Thank you  I am glad to have finally hit the year mark!


----------



## leash_wish (Apr 2, 2013)

Happy birthday! What's his name?


----------



## Team Gomberg (Apr 2, 2013)

Name?? unsure. 

I just refer to "him" as the leopard tortoise for now. In fact, all 5 in my signature are called what they are "male russian", "painted", "albino", etc...lol. Maybe I should give names eventually?? 

I was going back and forth with 2 different names (1boy and 1girl) for when I can sex him... but that is so far away that I just dont bother yet.

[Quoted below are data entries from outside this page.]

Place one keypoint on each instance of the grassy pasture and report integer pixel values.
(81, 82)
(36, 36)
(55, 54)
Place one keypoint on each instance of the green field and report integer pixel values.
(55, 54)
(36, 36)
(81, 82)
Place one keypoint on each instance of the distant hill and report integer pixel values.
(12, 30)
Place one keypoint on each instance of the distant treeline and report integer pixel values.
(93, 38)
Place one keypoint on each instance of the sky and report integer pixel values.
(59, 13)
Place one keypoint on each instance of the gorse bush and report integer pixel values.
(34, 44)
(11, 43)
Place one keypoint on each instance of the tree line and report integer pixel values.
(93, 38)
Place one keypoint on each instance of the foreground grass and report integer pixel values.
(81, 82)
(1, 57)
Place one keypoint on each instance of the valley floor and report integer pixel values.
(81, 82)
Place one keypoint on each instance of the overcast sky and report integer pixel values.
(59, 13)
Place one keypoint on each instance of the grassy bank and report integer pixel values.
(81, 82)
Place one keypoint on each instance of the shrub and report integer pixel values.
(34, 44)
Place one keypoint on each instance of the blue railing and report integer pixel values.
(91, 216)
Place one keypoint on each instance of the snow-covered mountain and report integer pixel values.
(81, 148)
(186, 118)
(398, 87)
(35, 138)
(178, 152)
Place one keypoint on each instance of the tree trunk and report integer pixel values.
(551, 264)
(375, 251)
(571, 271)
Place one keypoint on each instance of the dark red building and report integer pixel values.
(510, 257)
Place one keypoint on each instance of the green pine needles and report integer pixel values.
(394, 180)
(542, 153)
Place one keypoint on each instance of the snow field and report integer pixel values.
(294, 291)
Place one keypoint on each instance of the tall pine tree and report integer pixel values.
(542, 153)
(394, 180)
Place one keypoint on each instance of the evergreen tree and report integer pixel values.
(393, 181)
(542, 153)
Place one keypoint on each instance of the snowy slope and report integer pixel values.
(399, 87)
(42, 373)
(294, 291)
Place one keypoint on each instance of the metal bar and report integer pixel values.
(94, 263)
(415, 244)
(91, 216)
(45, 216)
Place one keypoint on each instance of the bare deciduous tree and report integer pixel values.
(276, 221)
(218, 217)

Still love my little leopard though!!!


----------



## Neal (Apr 2, 2013)

Great looking tortoise.


----------



## GeoGpp1012 (Apr 2, 2013)

Haha awesome picture this is great ....Happy Birthday to your tort he's a beauty


----------



## Team Gomberg (Apr 2, 2013)

Neal said:


> Great looking tortoise.





GeoGpp1012 said:


> Haha awesome picture this is great ....Happy Birthday to your tort he's a beauty



Thank you


----------



## CtTortoiseMom (Apr 2, 2013)

Awww, cute pic. Happy Birthday to your little guy!


----------



## jesst (Apr 2, 2013)

Happy birthday! He looks great and so happy


----------



## Duff (Apr 2, 2013)

Pretty awesome looking Tortoise!!


----------



## Team Gomberg (Apr 2, 2013)

Thank you ct, jesst and duff!


----------



## pspryu101 (Apr 2, 2013)

great looking leopard! I like how you have a leopard print table cloth in the background to go with it too! lol was that planned? haha


----------



## Team Gomberg (Apr 2, 2013)

pspryu101 said:


> great looking leopard! I like how you have a leopard print table cloth in the background to go with it too! lol was that planned? haha



Thank you

..and of course it was staged!!! No offense to anyone with a leopard print table cloth but I would never have that on my table! LOL


----------



## Andrea M (Apr 3, 2013)

That's hilarious! Glad other people are as daft about their pets as I am. Happy birthday little one!


----------



## Team Gomberg (Apr 4, 2013)

Andrea M said:


> That's hilarious! Glad other people are as daft about their pets as I am. Happy birthday little one!



Ya, my husband was chuckling. He thought I was silly ;p


----------



## Siren Nora (Apr 4, 2013)

Happy birthday!


----------



## Team Gomberg (Apr 4, 2013)

Siren Nora said:


> Happy birthday!



Thank you


----------